Energy Future Holdings Corp. is positioning itself to make interest payments of about $270 million as talks with creditors over a possible bankruptcy approach a Nov. 1 deadline, according to two people with knowledge of the situation.
The Texas power producer’s board is planning to pay the coupons to junior bondholders unless an agreement is reached, said the people, who asked not to be identified because the discussions are private. The board still has until tonight in New York to decide to skip the payment, after which Energy Future would have a 30-day grace period to either release the funds or file for bankruptcy, one of the people said.
Creditors are in discussions with the Dallas-based company over how to divide ownership and new debt in a restructuring. Senior lenders want the target of the largest leveraged buyout ever to file for Chapter 11 protection without making the payments, which would cut into their recoveries.
Secured lenders including Oaktree Capital Group LLC (OAK), Apollo Global Management LLC (APO) and Centerbridge Capital Partners LLC have submitted a new proposal seeking a consensual reorganization plan, the other person said.
The lenders have been seeking to take majority ownership of a restructured company. Confidentiality agreements that allow investors to access private information to facilitate the talks lapse today, one of the people said.
Adam McGill, an Energy Future spokesman, didn’t immediately return telephone calls seeking comment on the discussions from yesterday’s board meeting.
Texas Competitive Electric Holdings Co.’s $1.83 billion of 10.25 percent bonds maturing in November 2015, which are due to pay interest on Nov. 1, jumped 3 cents today to 5.375 cents on the dollar at 9:08 a.m. in New York, according to Trace, the bond-price reporting system of the Financial Industry Regulatory Authority.

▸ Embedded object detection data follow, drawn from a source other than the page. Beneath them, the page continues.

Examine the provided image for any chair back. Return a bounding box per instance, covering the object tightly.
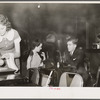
[59,72,83,87]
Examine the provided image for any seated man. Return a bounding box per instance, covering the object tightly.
[62,37,88,85]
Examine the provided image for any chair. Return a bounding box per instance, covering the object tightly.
[59,72,83,87]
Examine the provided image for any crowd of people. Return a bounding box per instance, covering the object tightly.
[0,14,97,86]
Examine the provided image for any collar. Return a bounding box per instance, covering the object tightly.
[0,29,14,42]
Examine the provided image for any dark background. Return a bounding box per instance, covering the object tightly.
[0,3,100,76]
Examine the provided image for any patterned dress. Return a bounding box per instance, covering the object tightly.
[0,29,21,69]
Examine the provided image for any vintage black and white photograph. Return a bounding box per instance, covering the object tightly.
[0,2,100,90]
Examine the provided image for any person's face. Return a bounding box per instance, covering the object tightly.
[36,43,42,52]
[67,41,76,52]
[0,24,6,36]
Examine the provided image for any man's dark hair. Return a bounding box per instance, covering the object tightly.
[66,37,78,44]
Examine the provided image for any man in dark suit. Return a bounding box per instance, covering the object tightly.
[62,37,88,85]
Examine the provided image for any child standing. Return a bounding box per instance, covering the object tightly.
[27,40,46,85]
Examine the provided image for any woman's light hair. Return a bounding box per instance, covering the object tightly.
[0,14,11,31]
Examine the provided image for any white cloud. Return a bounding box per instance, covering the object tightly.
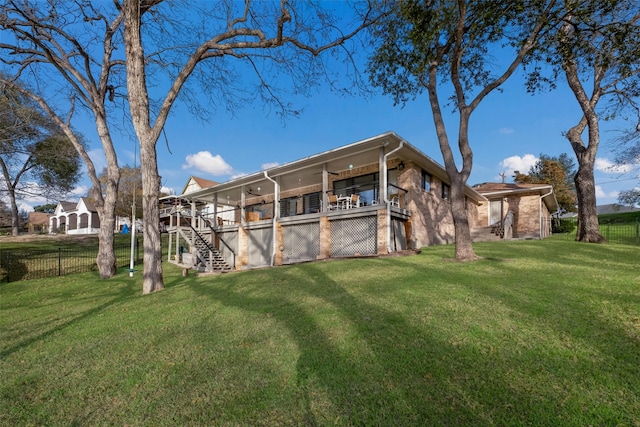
[182,151,233,175]
[84,148,107,175]
[594,157,638,173]
[500,154,538,175]
[262,162,280,170]
[595,185,620,199]
[229,172,248,179]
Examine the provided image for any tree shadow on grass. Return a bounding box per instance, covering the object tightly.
[0,276,135,359]
[184,265,600,425]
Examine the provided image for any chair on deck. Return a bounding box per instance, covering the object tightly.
[351,194,360,208]
[327,194,339,211]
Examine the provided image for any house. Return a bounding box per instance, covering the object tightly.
[160,175,235,232]
[167,132,488,270]
[49,197,100,234]
[27,212,51,233]
[470,183,558,240]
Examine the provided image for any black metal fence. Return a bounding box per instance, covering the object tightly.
[553,218,640,245]
[0,239,142,283]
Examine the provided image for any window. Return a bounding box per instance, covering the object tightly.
[302,192,322,214]
[280,196,298,217]
[422,171,431,191]
[333,173,379,205]
[442,182,451,200]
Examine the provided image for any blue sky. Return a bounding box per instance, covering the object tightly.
[11,4,639,209]
[22,65,638,216]
[40,70,638,214]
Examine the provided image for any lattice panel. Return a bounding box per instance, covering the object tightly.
[249,228,273,267]
[331,216,378,257]
[282,222,320,264]
[391,218,407,252]
[218,231,238,266]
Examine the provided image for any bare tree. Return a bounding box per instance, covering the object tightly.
[0,0,385,293]
[0,0,124,278]
[369,0,557,260]
[0,79,80,236]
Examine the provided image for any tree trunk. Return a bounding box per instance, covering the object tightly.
[451,176,480,261]
[575,160,606,243]
[7,186,20,237]
[140,141,164,294]
[96,203,117,279]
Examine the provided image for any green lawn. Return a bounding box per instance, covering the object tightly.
[0,240,640,426]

The Wall Street Journal, citing unidentified people, reported late yesterday on its website that the board met throughout the day and was leaning toward making the payment.
Meeting the interest payment would potentially buy Energy Future until next March to continue negotiating with creditors to gain a consensus, one of the people said.
KKR & Co., Goldman Sachs Capital Partners and TPG Capital led the $48 billion takeover of the former TXU Corp. in 2007. The investment was predicated on rising gas prices. Instead, they fell as the development of hydraulic fracturing created a surge in U.S. gas supplies, triggering 10 straight quarterly losses at the company since 2011.